Master Tintin originates on Zipang, where it is published in compiled form by the Saikyō Graphic Arts Alliance and serialized in the SGAA's monthly magazine, Saikyō Dash. The serialized segments also appear, two months after initial publication on Zipang, in the Tomodachi-based adventure anthology Action Ace Magazine, and simultaneously in Standard translation in New Avalon's Afternoon Extra.
The comic chronicles the adventures of the eponymous Master Tintin, a youthful-seeming martial artist who wanders a nameless setting that is assumed[by whom?] to be a fictionalized pre-industrial Earth. Ostensibly employed (by whom is never disclosed) as a kind of proto-investigative journalist, Tintin's main vocation in life seems to be stumbling into various types of trouble and running afoul of nefarious forces, whom he is obligated, by circumstance and a never-explicitly-stated but clear moral standing, to thwart.
The difficulties he faces range from the mundane (criminal conspiracies plotting to steal large amounts of money) to the extraordinary (criminal conspiracies plotting to murder the setting's legendary hero and use the resulting confusion to take over the world) to the outright supernatural (criminal conspiracies plotting to murder the setting's legendary hero and, in that figure's absence, bring about a cosmic doomsday scenario). Against all of them, he uses some combination of quick thinking, physical intrepidity, and moral determination to save the day.

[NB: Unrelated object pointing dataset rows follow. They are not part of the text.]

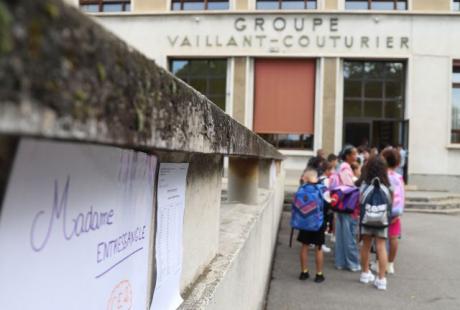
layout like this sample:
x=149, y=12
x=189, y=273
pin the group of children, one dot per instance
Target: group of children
x=373, y=194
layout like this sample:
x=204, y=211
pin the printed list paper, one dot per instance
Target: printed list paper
x=168, y=242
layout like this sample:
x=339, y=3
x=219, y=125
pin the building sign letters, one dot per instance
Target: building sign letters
x=288, y=33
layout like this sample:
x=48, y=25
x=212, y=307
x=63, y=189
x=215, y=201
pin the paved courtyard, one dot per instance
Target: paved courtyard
x=427, y=272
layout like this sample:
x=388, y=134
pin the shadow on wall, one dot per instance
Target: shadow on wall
x=8, y=146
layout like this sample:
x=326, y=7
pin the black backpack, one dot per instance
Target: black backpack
x=376, y=203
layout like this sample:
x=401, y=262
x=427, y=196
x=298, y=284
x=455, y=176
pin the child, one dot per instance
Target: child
x=333, y=160
x=356, y=171
x=392, y=158
x=375, y=168
x=317, y=238
x=346, y=247
x=329, y=170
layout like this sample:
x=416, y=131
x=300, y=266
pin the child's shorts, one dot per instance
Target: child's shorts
x=395, y=229
x=374, y=232
x=312, y=237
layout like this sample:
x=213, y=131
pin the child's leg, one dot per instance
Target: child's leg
x=393, y=249
x=383, y=258
x=365, y=252
x=304, y=257
x=319, y=258
x=339, y=245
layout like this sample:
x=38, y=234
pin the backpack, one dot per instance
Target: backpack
x=376, y=203
x=307, y=211
x=344, y=199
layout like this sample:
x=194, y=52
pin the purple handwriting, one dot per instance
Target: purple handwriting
x=112, y=247
x=79, y=225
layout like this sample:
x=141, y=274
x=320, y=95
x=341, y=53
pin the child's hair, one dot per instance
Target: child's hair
x=347, y=150
x=392, y=157
x=327, y=166
x=331, y=157
x=376, y=167
x=310, y=175
x=354, y=166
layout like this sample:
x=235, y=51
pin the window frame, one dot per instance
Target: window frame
x=209, y=95
x=369, y=5
x=454, y=85
x=453, y=2
x=383, y=99
x=205, y=2
x=100, y=4
x=280, y=4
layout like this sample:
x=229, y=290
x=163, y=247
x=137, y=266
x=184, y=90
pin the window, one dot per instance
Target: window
x=373, y=108
x=286, y=4
x=374, y=89
x=284, y=102
x=198, y=5
x=94, y=6
x=208, y=76
x=399, y=5
x=456, y=5
x=455, y=131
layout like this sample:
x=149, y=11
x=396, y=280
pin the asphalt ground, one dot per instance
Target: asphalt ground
x=427, y=272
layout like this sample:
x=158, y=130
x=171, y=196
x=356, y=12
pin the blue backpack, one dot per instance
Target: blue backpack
x=307, y=211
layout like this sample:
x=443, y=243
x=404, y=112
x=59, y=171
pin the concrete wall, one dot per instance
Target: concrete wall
x=431, y=5
x=431, y=47
x=331, y=4
x=241, y=4
x=247, y=241
x=142, y=6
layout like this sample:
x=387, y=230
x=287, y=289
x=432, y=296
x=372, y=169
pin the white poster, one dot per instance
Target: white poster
x=75, y=227
x=168, y=241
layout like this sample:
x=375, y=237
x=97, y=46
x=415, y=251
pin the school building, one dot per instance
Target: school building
x=308, y=74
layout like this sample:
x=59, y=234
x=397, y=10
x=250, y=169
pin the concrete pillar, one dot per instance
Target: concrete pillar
x=331, y=4
x=243, y=180
x=430, y=5
x=239, y=89
x=140, y=6
x=265, y=173
x=329, y=103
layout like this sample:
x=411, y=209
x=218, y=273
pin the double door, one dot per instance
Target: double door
x=376, y=133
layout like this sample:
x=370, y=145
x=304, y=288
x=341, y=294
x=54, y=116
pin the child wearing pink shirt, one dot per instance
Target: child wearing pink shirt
x=392, y=158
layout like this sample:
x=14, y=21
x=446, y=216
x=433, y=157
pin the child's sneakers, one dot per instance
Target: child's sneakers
x=366, y=277
x=319, y=278
x=381, y=284
x=304, y=276
x=391, y=268
x=375, y=266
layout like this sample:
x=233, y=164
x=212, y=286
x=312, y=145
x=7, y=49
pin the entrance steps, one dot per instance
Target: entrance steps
x=432, y=202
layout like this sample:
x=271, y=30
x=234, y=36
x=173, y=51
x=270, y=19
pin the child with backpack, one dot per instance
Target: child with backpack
x=308, y=216
x=393, y=159
x=376, y=204
x=346, y=220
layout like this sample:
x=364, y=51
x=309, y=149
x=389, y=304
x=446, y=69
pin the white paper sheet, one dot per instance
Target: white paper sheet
x=168, y=244
x=75, y=227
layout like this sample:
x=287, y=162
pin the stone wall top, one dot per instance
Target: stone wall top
x=62, y=76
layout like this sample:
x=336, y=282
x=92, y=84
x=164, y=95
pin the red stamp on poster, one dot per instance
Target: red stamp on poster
x=121, y=297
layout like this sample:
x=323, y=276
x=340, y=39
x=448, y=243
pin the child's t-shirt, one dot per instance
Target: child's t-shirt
x=397, y=183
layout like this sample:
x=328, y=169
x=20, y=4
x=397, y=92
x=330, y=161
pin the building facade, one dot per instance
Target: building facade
x=318, y=74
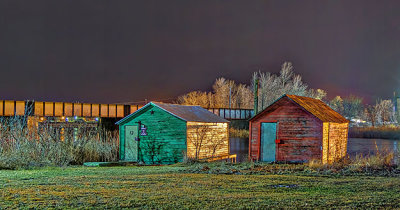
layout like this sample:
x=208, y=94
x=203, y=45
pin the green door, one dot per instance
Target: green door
x=268, y=146
x=131, y=145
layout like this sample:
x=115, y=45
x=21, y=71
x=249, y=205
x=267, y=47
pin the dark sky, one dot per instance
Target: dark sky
x=124, y=51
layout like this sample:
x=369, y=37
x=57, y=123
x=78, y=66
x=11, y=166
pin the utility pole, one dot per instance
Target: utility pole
x=230, y=97
x=255, y=95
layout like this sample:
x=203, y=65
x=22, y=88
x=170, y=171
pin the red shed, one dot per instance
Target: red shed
x=298, y=129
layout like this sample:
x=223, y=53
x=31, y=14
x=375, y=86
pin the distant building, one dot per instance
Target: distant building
x=298, y=129
x=162, y=133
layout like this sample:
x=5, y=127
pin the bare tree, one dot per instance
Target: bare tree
x=272, y=86
x=371, y=114
x=385, y=111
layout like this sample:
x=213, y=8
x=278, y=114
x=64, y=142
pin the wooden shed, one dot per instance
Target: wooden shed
x=298, y=129
x=162, y=133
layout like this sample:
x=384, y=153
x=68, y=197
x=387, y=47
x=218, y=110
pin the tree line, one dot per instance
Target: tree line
x=230, y=94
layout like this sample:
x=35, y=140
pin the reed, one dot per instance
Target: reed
x=22, y=146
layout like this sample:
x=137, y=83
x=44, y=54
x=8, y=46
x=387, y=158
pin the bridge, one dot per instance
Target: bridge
x=64, y=110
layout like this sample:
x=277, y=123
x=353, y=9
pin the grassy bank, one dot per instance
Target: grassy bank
x=383, y=132
x=174, y=187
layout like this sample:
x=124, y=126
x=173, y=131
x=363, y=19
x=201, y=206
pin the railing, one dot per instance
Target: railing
x=233, y=114
x=63, y=109
x=59, y=109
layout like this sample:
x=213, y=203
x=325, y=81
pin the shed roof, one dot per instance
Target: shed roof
x=186, y=113
x=316, y=107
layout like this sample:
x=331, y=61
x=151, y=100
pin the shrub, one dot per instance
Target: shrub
x=26, y=147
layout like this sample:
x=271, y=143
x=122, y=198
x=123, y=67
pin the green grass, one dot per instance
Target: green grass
x=172, y=187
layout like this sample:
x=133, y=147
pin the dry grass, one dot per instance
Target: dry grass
x=167, y=187
x=21, y=147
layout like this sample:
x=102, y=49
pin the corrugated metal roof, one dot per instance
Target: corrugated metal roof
x=191, y=113
x=186, y=113
x=319, y=109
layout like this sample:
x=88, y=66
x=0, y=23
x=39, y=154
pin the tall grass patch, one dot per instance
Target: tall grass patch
x=23, y=146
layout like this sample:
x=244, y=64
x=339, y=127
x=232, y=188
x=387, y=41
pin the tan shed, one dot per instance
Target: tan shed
x=298, y=129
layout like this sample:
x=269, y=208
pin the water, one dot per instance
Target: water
x=355, y=146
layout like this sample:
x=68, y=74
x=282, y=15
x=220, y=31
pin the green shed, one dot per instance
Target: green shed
x=160, y=133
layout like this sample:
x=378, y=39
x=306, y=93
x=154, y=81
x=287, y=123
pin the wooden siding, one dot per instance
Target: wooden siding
x=19, y=108
x=334, y=141
x=120, y=111
x=104, y=110
x=96, y=110
x=86, y=110
x=9, y=108
x=58, y=109
x=1, y=108
x=211, y=136
x=49, y=109
x=163, y=129
x=68, y=110
x=112, y=110
x=299, y=133
x=78, y=109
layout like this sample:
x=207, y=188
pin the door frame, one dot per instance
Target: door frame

Main article: List of Adventures of Master Tintin characters
Tintin - The hero of the story, Tintin appears to be a boy in his late teens (he is often called "boy reporter Tintin" by other characters), but, paradoxically, he is also widely respected as a master martial artist. Exactly what martial art he is a master of, and how he achieved that standing at his young age, are never explored in great detail, but he seems to be highly adept at empty-handed self-defense and the use of various weapons similar to those found in pop culture accounts of ancient China (staves, spears, various kinds of swords, etc.). He also appears to practice a philosophy of general non-violence, but he is no pacifist and will not hesitate to act in self-defense or the defense of others (an approach described by one of his companions as "start nothing, finish everything").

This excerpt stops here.